Ella Saddington of Cordon Salon searches for and exposes craft and design processes that may be undiscovered, forgotten or overlooked. Recent explorations focus on the uses and potential of waste materials. Working with left-over denim scraps from the ‘Future from Waste Lab’ project, her she is investigating how these remnants could be used as structural fibres to form functional wares such as lamps, side-tables and stools.
Can you tell us about you current area of research?
Pollution and waste generated by the fashion industry as a whole has been well documented and has become widely known. Many brands are beginning to implement changes in production, sourcing and recycling. However this is no where near enough to address the issues generated.
Currently I’m undertaking a residency at the Beta Project where I’m tasked with exploring working with waste materials. I’ve sourced the denim from one of the other residents who are reworking existing clothing into new products as part of the a project called 'Future from Waste Lab’. Most of the original garment is used in their up-cycling/reworking process however there is some small material pieces that are leftover and cannot be used. I’ve been exploring what can be done with these remnants.
What is exciting about working with this material?
I’m excited about understanding the material and its potential applications. I’m also working with Biobased epoxy which contains 30% Biobased Content. Its a small step in the right direction but not nearly big enough to make a significant impact from a sustainability point of view. The development of fully bio based resins and bio-degradable options are being widely explored, they are not yet market ready.
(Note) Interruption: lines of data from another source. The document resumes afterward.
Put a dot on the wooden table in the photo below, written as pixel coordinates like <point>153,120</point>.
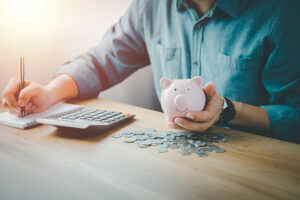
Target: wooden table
<point>48,163</point>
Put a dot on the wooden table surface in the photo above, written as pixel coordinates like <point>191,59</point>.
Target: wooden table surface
<point>50,163</point>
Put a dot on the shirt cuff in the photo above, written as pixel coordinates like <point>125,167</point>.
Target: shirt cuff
<point>285,122</point>
<point>87,81</point>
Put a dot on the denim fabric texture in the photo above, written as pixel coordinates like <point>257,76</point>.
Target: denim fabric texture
<point>249,48</point>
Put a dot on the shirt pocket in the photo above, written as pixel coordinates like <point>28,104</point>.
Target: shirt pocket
<point>165,60</point>
<point>238,78</point>
<point>231,63</point>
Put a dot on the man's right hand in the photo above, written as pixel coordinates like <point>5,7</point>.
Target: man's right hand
<point>34,97</point>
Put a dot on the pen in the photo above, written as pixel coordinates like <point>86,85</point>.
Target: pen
<point>22,75</point>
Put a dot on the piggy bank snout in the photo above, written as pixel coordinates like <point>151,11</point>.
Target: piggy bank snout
<point>179,100</point>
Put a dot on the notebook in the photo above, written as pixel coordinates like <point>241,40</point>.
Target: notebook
<point>30,120</point>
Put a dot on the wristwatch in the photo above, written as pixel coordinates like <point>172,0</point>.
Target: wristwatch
<point>227,113</point>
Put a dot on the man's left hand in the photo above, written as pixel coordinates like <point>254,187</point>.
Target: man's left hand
<point>202,120</point>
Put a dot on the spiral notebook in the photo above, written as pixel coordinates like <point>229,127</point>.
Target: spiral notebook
<point>30,120</point>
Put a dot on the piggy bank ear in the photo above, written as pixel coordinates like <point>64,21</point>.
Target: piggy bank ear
<point>165,82</point>
<point>198,80</point>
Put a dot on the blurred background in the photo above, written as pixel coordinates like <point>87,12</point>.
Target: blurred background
<point>50,32</point>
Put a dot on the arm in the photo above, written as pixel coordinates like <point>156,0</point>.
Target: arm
<point>121,52</point>
<point>280,78</point>
<point>246,115</point>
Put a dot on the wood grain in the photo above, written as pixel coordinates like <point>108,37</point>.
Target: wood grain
<point>48,163</point>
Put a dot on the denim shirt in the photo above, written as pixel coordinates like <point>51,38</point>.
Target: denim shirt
<point>249,48</point>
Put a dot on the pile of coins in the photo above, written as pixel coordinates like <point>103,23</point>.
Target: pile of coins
<point>187,143</point>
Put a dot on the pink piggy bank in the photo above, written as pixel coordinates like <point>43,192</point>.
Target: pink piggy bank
<point>181,96</point>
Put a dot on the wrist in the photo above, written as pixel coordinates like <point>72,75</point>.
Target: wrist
<point>228,112</point>
<point>63,87</point>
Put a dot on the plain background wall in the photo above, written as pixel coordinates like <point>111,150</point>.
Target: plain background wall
<point>50,32</point>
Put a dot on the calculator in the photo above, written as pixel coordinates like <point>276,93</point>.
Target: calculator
<point>84,118</point>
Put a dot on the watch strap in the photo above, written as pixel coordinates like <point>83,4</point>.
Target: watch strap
<point>227,113</point>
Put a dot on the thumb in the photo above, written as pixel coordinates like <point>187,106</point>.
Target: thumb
<point>209,89</point>
<point>27,93</point>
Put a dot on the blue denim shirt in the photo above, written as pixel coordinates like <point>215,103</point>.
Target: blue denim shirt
<point>249,48</point>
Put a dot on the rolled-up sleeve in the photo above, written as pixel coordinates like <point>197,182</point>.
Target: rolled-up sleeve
<point>121,52</point>
<point>281,76</point>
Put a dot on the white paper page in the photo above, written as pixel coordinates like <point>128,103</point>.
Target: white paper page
<point>12,120</point>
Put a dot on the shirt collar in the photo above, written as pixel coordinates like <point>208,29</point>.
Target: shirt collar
<point>231,7</point>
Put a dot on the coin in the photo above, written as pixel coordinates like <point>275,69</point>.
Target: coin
<point>187,143</point>
<point>162,148</point>
<point>201,154</point>
<point>184,152</point>
<point>116,135</point>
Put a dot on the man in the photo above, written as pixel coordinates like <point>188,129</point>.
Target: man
<point>247,50</point>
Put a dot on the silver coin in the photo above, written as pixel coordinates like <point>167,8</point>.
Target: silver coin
<point>123,133</point>
<point>173,146</point>
<point>202,154</point>
<point>184,152</point>
<point>157,141</point>
<point>205,149</point>
<point>138,132</point>
<point>145,142</point>
<point>143,145</point>
<point>219,150</point>
<point>149,130</point>
<point>141,137</point>
<point>129,140</point>
<point>193,149</point>
<point>150,134</point>
<point>116,135</point>
<point>199,143</point>
<point>162,148</point>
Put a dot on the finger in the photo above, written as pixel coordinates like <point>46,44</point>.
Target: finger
<point>28,108</point>
<point>4,104</point>
<point>14,112</point>
<point>13,86</point>
<point>173,125</point>
<point>202,116</point>
<point>209,89</point>
<point>194,126</point>
<point>10,102</point>
<point>27,93</point>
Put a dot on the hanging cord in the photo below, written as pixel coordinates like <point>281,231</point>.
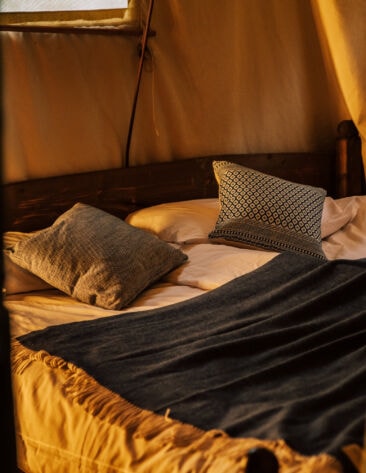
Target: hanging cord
<point>139,74</point>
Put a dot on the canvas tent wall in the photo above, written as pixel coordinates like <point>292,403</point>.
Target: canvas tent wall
<point>219,77</point>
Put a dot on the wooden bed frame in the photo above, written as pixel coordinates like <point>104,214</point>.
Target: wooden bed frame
<point>35,204</point>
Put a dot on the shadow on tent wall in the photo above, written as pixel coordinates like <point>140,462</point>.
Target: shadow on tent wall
<point>7,430</point>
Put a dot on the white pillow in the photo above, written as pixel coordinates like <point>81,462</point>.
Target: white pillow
<point>336,214</point>
<point>191,221</point>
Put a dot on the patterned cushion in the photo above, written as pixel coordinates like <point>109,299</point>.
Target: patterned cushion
<point>267,212</point>
<point>96,257</point>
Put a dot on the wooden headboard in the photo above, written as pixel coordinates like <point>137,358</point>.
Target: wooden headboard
<point>35,204</point>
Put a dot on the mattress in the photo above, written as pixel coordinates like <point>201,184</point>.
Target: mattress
<point>128,437</point>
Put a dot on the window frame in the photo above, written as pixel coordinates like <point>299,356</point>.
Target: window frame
<point>122,20</point>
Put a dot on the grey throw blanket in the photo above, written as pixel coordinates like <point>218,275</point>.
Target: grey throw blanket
<point>277,353</point>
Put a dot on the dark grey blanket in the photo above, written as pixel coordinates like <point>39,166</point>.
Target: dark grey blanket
<point>278,353</point>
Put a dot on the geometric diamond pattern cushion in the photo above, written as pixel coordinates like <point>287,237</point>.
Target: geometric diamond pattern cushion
<point>267,212</point>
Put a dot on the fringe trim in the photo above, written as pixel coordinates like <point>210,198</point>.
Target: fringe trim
<point>162,431</point>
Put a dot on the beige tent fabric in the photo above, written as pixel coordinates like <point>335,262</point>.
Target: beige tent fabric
<point>220,77</point>
<point>342,26</point>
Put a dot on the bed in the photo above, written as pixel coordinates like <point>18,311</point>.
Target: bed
<point>204,315</point>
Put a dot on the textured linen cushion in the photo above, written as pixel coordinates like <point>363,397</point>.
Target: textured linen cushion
<point>96,257</point>
<point>268,212</point>
<point>16,279</point>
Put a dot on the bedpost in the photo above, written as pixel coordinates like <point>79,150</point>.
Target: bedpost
<point>349,166</point>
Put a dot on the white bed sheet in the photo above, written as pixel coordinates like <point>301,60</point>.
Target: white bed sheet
<point>209,266</point>
<point>75,439</point>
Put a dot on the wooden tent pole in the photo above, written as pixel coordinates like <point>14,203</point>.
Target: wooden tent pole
<point>138,81</point>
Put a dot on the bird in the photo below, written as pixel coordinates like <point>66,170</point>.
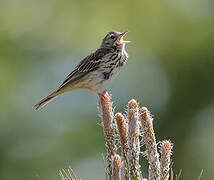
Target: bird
<point>96,70</point>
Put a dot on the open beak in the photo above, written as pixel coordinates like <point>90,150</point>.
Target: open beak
<point>120,38</point>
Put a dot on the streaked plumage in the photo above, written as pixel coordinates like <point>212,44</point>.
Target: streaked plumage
<point>97,69</point>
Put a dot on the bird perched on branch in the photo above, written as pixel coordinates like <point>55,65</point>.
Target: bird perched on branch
<point>97,69</point>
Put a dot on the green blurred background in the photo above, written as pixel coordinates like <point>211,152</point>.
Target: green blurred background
<point>170,70</point>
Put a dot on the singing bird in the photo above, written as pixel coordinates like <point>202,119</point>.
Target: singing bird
<point>97,69</point>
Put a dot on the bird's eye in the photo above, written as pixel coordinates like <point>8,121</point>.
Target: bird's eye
<point>112,36</point>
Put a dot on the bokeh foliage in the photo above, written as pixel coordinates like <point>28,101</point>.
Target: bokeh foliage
<point>170,69</point>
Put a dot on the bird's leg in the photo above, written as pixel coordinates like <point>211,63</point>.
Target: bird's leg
<point>102,94</point>
<point>93,91</point>
<point>105,95</point>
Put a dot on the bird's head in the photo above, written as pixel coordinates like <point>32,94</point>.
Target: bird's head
<point>114,40</point>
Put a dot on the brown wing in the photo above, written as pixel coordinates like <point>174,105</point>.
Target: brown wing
<point>88,64</point>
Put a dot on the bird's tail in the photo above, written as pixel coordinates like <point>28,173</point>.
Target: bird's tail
<point>46,100</point>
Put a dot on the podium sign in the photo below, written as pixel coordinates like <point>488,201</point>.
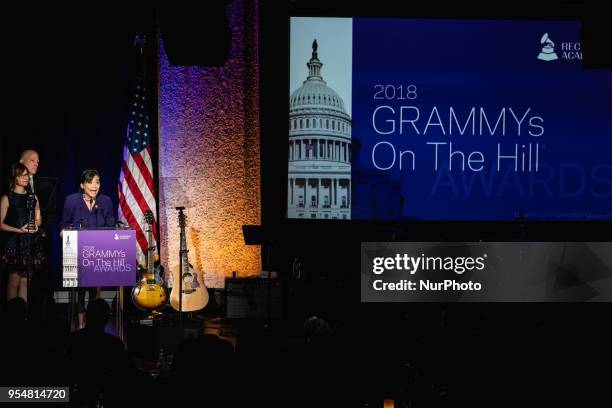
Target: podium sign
<point>98,258</point>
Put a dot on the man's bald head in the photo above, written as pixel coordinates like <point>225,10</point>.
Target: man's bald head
<point>29,158</point>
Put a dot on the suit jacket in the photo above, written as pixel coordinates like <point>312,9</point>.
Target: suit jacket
<point>45,188</point>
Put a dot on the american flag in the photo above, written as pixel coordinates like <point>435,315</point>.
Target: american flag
<point>136,191</point>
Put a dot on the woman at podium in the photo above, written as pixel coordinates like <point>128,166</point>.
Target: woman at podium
<point>87,210</point>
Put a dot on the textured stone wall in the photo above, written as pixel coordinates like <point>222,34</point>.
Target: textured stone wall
<point>209,154</point>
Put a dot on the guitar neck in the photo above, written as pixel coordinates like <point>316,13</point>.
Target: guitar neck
<point>184,259</point>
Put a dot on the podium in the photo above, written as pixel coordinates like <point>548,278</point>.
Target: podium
<point>101,257</point>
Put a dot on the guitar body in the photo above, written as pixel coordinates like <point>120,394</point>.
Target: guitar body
<point>195,293</point>
<point>150,293</point>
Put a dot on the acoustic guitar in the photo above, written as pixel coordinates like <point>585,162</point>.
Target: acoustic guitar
<point>150,292</point>
<point>194,294</point>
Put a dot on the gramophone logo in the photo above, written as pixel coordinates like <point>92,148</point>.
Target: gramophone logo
<point>548,49</point>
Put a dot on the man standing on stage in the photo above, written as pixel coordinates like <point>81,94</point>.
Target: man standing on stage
<point>44,188</point>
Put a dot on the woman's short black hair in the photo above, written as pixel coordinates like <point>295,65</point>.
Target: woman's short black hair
<point>88,175</point>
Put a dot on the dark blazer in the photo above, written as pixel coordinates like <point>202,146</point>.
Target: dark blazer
<point>77,215</point>
<point>45,188</point>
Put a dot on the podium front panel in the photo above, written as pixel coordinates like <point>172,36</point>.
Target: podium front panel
<point>94,258</point>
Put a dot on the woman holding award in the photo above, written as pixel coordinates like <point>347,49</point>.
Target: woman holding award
<point>20,218</point>
<point>87,210</point>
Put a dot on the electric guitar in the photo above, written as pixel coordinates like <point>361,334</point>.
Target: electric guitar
<point>194,293</point>
<point>150,292</point>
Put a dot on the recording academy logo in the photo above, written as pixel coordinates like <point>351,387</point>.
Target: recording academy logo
<point>548,49</point>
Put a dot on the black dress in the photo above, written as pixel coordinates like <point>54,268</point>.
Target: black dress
<point>21,252</point>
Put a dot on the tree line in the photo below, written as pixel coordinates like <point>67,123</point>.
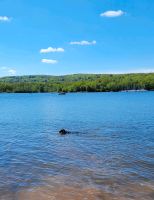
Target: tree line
<point>77,83</point>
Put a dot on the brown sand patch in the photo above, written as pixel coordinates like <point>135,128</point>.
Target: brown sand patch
<point>62,193</point>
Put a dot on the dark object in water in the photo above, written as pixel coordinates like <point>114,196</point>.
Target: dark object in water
<point>62,93</point>
<point>63,132</point>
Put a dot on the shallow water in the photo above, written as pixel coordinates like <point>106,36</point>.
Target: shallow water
<point>108,155</point>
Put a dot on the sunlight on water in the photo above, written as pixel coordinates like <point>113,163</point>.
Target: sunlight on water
<point>108,155</point>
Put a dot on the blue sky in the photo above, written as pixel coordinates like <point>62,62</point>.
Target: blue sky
<point>76,36</point>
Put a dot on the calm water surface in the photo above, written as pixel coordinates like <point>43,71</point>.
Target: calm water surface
<point>108,155</point>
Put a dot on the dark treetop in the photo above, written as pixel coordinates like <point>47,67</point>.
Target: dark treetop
<point>77,83</point>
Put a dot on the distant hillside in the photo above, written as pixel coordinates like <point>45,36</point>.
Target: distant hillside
<point>77,83</point>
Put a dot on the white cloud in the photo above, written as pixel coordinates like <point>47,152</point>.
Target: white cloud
<point>112,13</point>
<point>51,50</point>
<point>49,61</point>
<point>83,42</point>
<point>4,19</point>
<point>12,72</point>
<point>8,71</point>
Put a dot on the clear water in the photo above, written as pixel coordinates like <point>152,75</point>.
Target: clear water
<point>108,155</point>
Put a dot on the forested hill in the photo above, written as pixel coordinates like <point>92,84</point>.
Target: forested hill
<point>77,83</point>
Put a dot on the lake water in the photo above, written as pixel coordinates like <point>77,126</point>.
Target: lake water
<point>108,155</point>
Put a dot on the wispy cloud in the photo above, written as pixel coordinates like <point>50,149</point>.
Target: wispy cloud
<point>51,50</point>
<point>112,13</point>
<point>83,42</point>
<point>49,61</point>
<point>4,19</point>
<point>8,70</point>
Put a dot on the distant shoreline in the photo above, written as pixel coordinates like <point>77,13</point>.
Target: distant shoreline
<point>78,83</point>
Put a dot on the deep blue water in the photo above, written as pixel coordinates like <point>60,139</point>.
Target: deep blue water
<point>110,148</point>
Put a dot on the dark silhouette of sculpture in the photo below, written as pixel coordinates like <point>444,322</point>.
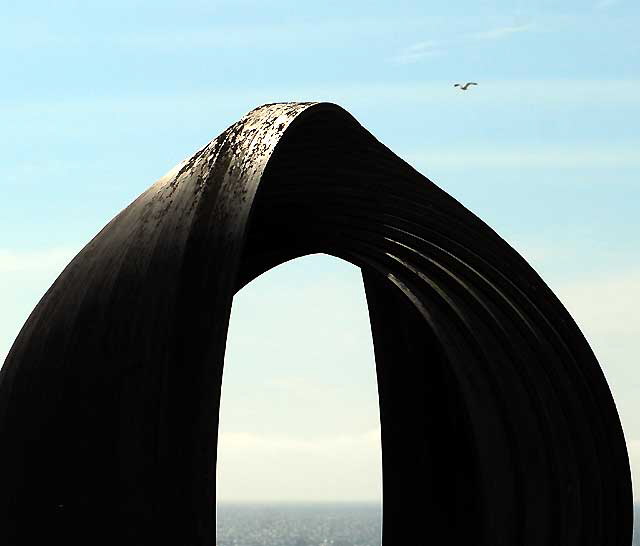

However I’ve decided to explore elating the material mass to further reduce the epoxy content within the design.
What is the responsibility of the maker and their approach to material practice?
I believe it is our duty as designers and craftspeople to revaluate and re-approach our work in ways that promote sustainability within our craft. Innovation does not exclusively follow a linear path. Sometimes we need to go back to old or outdated ways of working in order to forge a new path of innovation.
Why do you think we need to reflect and revaluate our approach to material in craft and design practice?
Innovation can be attributed to constant and incremental change through the reevaluation of process, material and form. Innovation for environmental benefit can be explored alongside innovation for commercial benefit.